Business Day (Johannesburg)

South Africa: Farmers, Millers Warn of Threat to Food Security

Johannesburg — SA MAY be perilously close to losing its status as a food-secure country, as grain farmers and millers warn that crumbling rural road networks and the contraction of Transnet's freight service are seriously impeding the country's ability to import, process and distribute basic foodstuffs.

About 35% of SA's population, or about 15-million people, are already chronically vulnerable to food insecurity, according to a Statistics SA poverty survey.

Chronic food insecurity means people are malnourished. In worsening conditions, such as last year's food-price crisis, they could be subject to famine, for which there would be little relief if mass food aid could not be distributed.

The warning comes as wheat farmers in eastern Free State report their worst wheat crop in 30 years after late spring rains. Western Cape farmers also reported a poor crop.

While the agriculture department's crop estimate committee's latest figures forecast a near-normal harvest of 2,2-million tons, farmers put it closer to 1,5-million tons, analysts Forensies.com said this week.

A poor harvest means SA will have to ramp up imports. Millers are already importing wheat, notably from Argentina, to meet the quality requirements for their bread.

Chamber of Milling executive director Jannie de Villiers says the grain industry barely copes with keeping mills supplied in existing conditions. Added strain on the harbour and rail system when SA had to start importing grain in earnest would worsen the problem and greatly increase the country's vulnerability to food insecurity.

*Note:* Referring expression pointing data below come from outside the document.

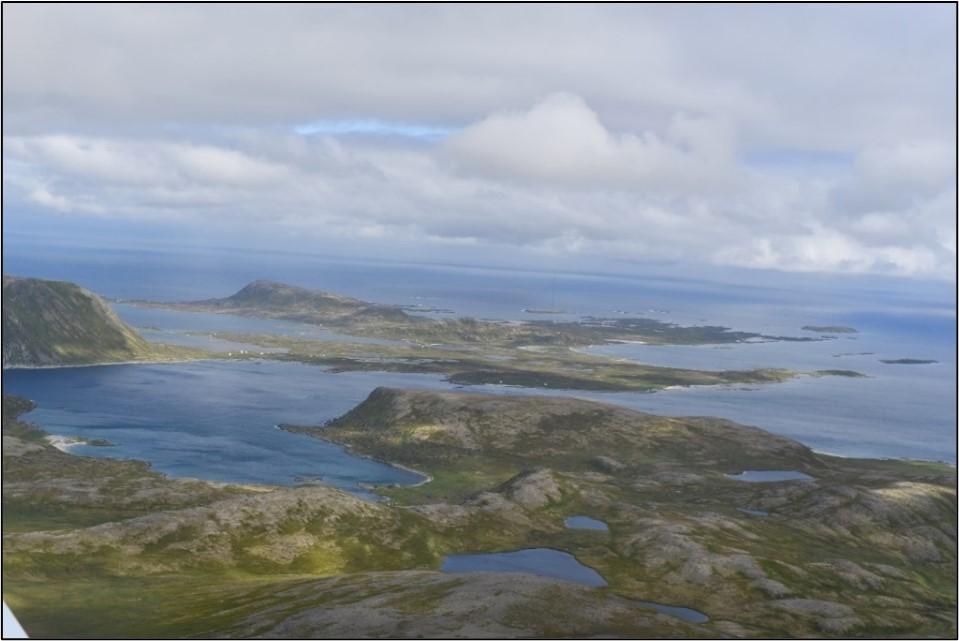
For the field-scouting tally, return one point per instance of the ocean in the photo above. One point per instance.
(217, 420)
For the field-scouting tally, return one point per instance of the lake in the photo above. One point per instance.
(215, 420)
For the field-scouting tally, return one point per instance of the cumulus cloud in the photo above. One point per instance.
(561, 140)
(628, 131)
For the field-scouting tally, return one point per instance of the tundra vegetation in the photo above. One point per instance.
(95, 547)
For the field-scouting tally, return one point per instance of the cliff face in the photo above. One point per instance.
(59, 323)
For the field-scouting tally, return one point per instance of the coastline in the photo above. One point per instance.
(108, 363)
(293, 429)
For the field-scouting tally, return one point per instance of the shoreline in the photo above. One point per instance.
(349, 449)
(108, 363)
(64, 443)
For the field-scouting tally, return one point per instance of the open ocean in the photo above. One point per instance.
(217, 419)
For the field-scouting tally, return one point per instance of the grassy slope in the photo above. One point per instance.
(59, 323)
(869, 548)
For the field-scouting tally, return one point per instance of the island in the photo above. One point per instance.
(851, 547)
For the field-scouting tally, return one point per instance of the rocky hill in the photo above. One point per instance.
(858, 548)
(49, 322)
(278, 300)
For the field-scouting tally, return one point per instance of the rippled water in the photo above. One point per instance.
(213, 420)
(540, 561)
(585, 523)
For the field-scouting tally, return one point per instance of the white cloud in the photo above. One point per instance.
(561, 140)
(591, 130)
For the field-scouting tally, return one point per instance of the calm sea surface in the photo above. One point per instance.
(216, 420)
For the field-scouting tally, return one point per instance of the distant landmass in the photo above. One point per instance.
(47, 323)
(270, 298)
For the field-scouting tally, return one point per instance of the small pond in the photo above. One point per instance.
(554, 564)
(585, 523)
(540, 561)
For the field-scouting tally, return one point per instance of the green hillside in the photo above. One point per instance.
(48, 322)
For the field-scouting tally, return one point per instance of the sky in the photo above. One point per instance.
(803, 138)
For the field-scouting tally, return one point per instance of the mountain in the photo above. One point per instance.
(278, 300)
(48, 322)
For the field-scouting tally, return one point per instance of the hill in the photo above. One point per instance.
(48, 322)
(862, 548)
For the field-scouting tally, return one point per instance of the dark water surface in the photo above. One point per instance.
(540, 561)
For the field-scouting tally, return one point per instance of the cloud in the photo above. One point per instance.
(641, 132)
(562, 140)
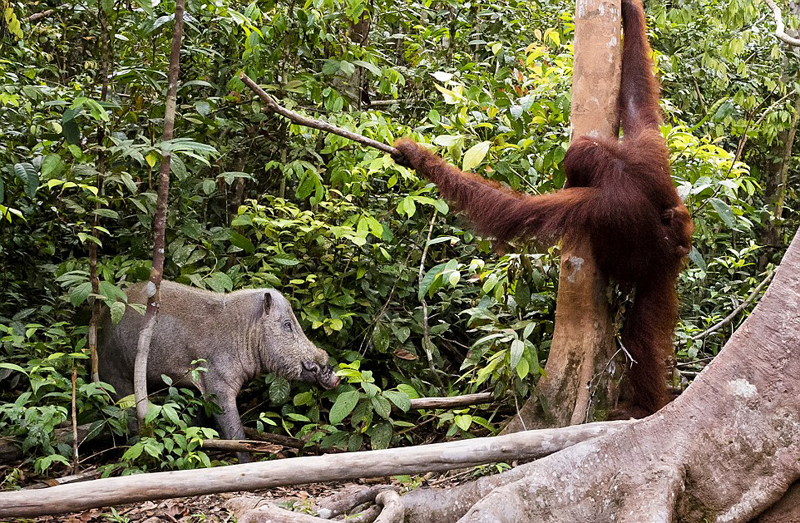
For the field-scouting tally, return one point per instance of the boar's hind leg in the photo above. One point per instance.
(228, 421)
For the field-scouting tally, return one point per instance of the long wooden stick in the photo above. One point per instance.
(274, 107)
(294, 471)
(451, 402)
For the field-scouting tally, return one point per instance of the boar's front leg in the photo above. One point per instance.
(229, 421)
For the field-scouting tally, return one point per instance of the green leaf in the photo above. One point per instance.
(146, 6)
(12, 366)
(428, 279)
(219, 282)
(381, 436)
(400, 399)
(369, 67)
(382, 406)
(517, 348)
(304, 398)
(279, 391)
(117, 310)
(343, 406)
(475, 155)
(445, 140)
(80, 293)
(133, 452)
(242, 242)
(27, 174)
(463, 421)
(285, 259)
(53, 166)
(725, 212)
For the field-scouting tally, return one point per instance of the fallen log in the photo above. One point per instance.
(437, 457)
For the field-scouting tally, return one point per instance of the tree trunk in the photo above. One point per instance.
(577, 381)
(159, 224)
(775, 192)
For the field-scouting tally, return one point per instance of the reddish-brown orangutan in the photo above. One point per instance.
(619, 194)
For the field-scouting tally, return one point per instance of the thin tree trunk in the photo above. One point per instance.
(159, 224)
(583, 341)
(776, 191)
(101, 168)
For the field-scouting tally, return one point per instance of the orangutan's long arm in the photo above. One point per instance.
(498, 211)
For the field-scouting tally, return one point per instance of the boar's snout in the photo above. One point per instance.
(322, 374)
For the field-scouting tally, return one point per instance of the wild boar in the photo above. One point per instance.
(240, 335)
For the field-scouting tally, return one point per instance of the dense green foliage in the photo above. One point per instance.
(340, 229)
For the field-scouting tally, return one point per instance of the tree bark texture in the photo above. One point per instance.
(723, 452)
(577, 380)
(159, 223)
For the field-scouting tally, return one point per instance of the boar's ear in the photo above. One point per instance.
(267, 303)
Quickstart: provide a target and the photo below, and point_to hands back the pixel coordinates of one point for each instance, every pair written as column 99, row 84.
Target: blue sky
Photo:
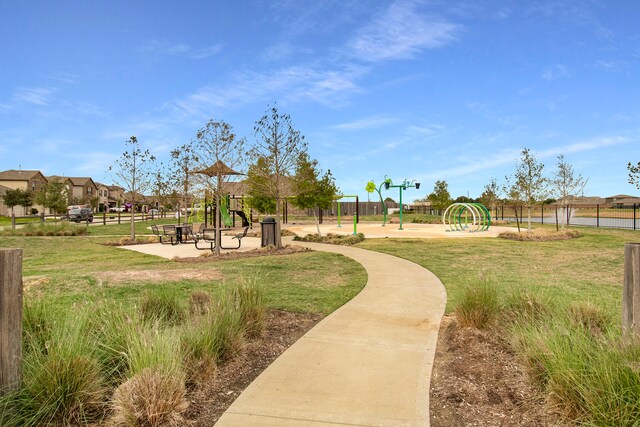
column 422, row 90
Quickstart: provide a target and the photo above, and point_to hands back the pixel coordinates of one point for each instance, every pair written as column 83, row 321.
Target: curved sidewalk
column 367, row 364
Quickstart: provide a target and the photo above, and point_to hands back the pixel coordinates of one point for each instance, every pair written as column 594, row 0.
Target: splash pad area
column 373, row 230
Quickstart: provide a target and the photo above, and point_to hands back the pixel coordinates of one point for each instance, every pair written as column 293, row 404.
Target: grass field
column 587, row 269
column 559, row 304
column 77, row 270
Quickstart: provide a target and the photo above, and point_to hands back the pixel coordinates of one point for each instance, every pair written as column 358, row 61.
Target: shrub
column 333, row 239
column 212, row 338
column 63, row 384
column 163, row 305
column 249, row 299
column 152, row 397
column 523, row 307
column 199, row 303
column 588, row 379
column 479, row 307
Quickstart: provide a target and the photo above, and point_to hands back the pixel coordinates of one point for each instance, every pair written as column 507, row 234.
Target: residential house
column 116, row 196
column 27, row 180
column 103, row 197
column 84, row 191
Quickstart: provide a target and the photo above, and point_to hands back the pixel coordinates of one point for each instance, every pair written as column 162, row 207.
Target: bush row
column 577, row 357
column 128, row 366
column 332, row 239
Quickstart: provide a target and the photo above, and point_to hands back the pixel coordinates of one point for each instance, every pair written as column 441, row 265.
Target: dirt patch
column 477, row 381
column 269, row 250
column 283, row 329
column 115, row 277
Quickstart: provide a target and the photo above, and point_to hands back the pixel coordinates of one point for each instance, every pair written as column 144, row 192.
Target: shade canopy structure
column 218, row 169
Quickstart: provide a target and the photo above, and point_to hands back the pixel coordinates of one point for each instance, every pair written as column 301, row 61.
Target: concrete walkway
column 367, row 364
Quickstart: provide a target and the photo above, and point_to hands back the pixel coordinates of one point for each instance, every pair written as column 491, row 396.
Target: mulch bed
column 478, row 381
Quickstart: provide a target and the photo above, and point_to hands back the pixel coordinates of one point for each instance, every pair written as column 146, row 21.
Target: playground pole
column 400, row 208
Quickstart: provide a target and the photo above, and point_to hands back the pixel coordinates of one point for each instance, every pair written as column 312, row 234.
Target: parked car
column 79, row 214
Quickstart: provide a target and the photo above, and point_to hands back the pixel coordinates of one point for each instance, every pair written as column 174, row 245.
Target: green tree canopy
column 530, row 186
column 440, row 197
column 312, row 188
column 277, row 149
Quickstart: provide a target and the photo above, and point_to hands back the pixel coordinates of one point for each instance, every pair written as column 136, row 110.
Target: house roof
column 80, row 181
column 620, row 196
column 628, row 200
column 18, row 175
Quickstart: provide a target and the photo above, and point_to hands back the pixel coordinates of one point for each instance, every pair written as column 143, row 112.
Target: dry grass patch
column 131, row 276
column 151, row 398
column 540, row 235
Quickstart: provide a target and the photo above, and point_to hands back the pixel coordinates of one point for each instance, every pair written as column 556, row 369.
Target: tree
column 634, row 174
column 132, row 171
column 159, row 184
column 491, row 194
column 566, row 185
column 440, row 197
column 219, row 148
column 530, row 186
column 184, row 161
column 53, row 196
column 311, row 189
column 277, row 150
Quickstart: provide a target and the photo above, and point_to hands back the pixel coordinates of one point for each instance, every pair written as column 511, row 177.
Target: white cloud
column 37, row 95
column 592, row 144
column 401, row 33
column 293, row 84
column 366, row 123
column 555, row 72
column 64, row 78
column 206, row 52
column 163, row 47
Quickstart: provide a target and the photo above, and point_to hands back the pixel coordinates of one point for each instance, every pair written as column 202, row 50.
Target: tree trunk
column 317, row 222
column 133, row 220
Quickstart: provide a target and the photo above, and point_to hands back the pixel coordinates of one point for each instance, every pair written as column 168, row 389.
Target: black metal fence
column 600, row 215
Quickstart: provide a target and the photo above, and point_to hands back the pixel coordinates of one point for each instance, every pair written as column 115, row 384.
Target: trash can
column 268, row 231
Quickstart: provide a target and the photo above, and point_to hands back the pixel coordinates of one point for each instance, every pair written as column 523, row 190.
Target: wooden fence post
column 631, row 290
column 10, row 319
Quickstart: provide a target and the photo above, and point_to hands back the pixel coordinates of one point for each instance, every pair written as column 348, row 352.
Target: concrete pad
column 368, row 363
column 376, row 230
column 187, row 250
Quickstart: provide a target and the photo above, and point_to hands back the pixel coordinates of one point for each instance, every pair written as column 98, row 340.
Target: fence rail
column 600, row 215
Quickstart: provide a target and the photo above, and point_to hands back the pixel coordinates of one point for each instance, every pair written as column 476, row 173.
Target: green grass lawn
column 589, row 268
column 68, row 271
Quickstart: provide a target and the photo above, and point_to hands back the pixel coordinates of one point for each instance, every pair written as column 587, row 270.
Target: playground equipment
column 452, row 218
column 405, row 184
column 371, row 187
column 201, row 208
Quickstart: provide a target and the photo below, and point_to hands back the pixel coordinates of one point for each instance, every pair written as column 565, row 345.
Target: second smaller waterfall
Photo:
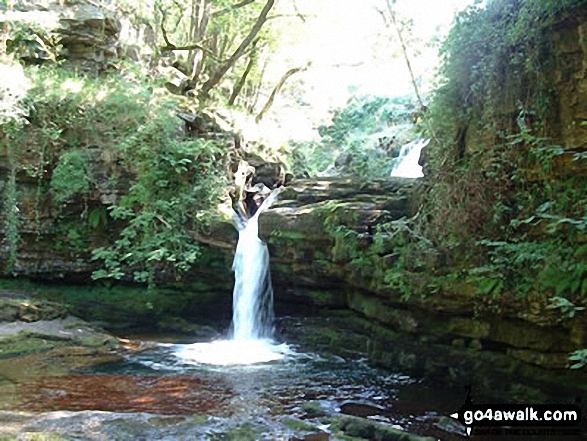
column 407, row 163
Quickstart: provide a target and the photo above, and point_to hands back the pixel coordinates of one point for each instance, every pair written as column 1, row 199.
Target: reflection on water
column 157, row 381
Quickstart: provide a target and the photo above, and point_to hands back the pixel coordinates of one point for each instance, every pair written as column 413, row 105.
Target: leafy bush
column 130, row 123
column 70, row 177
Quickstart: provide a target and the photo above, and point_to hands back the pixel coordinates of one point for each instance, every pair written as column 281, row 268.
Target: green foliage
column 361, row 140
column 177, row 180
column 493, row 198
column 126, row 123
column 12, row 220
column 579, row 358
column 568, row 309
column 70, row 177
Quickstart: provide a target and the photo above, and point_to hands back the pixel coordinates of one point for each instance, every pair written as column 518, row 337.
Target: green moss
column 298, row 425
column 366, row 429
column 313, row 409
column 28, row 343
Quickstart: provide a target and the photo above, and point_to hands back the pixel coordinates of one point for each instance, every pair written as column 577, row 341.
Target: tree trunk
column 276, row 90
column 257, row 89
column 241, row 82
column 225, row 67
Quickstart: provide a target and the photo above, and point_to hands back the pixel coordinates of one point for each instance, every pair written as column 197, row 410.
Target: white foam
column 407, row 163
column 232, row 352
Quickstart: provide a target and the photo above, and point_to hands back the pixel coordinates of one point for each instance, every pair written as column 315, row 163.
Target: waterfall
column 252, row 317
column 406, row 164
column 252, row 298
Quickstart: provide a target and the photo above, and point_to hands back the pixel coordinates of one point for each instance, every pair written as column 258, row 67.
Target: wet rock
column 366, row 429
column 361, row 409
column 314, row 409
column 84, row 33
column 318, row 436
column 14, row 306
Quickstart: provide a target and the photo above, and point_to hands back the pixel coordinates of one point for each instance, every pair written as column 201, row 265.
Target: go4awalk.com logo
column 549, row 419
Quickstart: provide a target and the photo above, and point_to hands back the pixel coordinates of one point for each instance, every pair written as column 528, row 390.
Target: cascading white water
column 252, row 319
column 406, row 165
column 252, row 301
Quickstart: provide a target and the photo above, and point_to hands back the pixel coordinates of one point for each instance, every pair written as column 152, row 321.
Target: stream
column 155, row 394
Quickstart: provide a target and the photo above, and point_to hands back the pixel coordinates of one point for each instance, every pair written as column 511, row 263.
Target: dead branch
column 225, row 67
column 277, row 89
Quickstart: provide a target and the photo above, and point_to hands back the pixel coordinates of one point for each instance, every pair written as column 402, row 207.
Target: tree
column 219, row 73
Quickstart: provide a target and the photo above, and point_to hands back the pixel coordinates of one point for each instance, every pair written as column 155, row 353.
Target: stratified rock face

De Villiers said Transnet's subsidiary Freight Rail had chronically undersupplied rolling stock to silos. Demurrage charged by ships forced to wait because of delays at Durban harbour added at least R75m a year unnecessarily to the cost of producing bread.

Grain SA GM Kobus Laubscher confirmed the critical transport problems facing the grain industry, saying his organisation was deeply concerned about the threat to food security and the future of wheat farming.

"Farmers are struggling to bring their harvest to the silos via roads that they have to share with a greatly increased number of heavy vehicles," he said.

The poor harvest and difficulties caused by massively increased input costs during recent seasons mean many farmers will not plant wheat until conditions have changed.

Forensies.com analyst Philip Theunissen said domestic wheat-production capacity was being shifted to Argentina with the accompanying loss of jobs and an outflow of foreign exchange against an already huge deficit on the balance of payments.

Transnet spokesman John Dludlu acknowledged that the demand for rail transport sometimes exceeded supply of wagons, but denied the supply of rolling stock was inadequate.

"These wagons are not always utilised to their potential due to bottlenecks in the system caused by both rail and industry, but Transnet Freight Rail was in ongoing discussions with customers and the industry to increase efficiencies," Dludlu said.

"Given the seasonal nature of the (agricultural) industry, it would be uneconomical to provide additional capacity for short peaks, which then remained idle for nine months of the year."

Dludlu said agricultural imports in the Durban port were handled by Transnet Port Terminals (TPT) and other private terminal operators. TPT handled wheat and soya imports and met or exceeded the agreed discharge norms and had excess capacity.

Although rail transport is 30% cheaper than road transport, the ratio of rail to road transport had shifted drastically in the past three years, with road transport now accounting for 70% of grain shipped in SA.

Agriculture and Land Affairs Minister Lulu Xingwana urged commercial farmers last year to increase production, and reaffirmed her department's commitment to small-scale farming.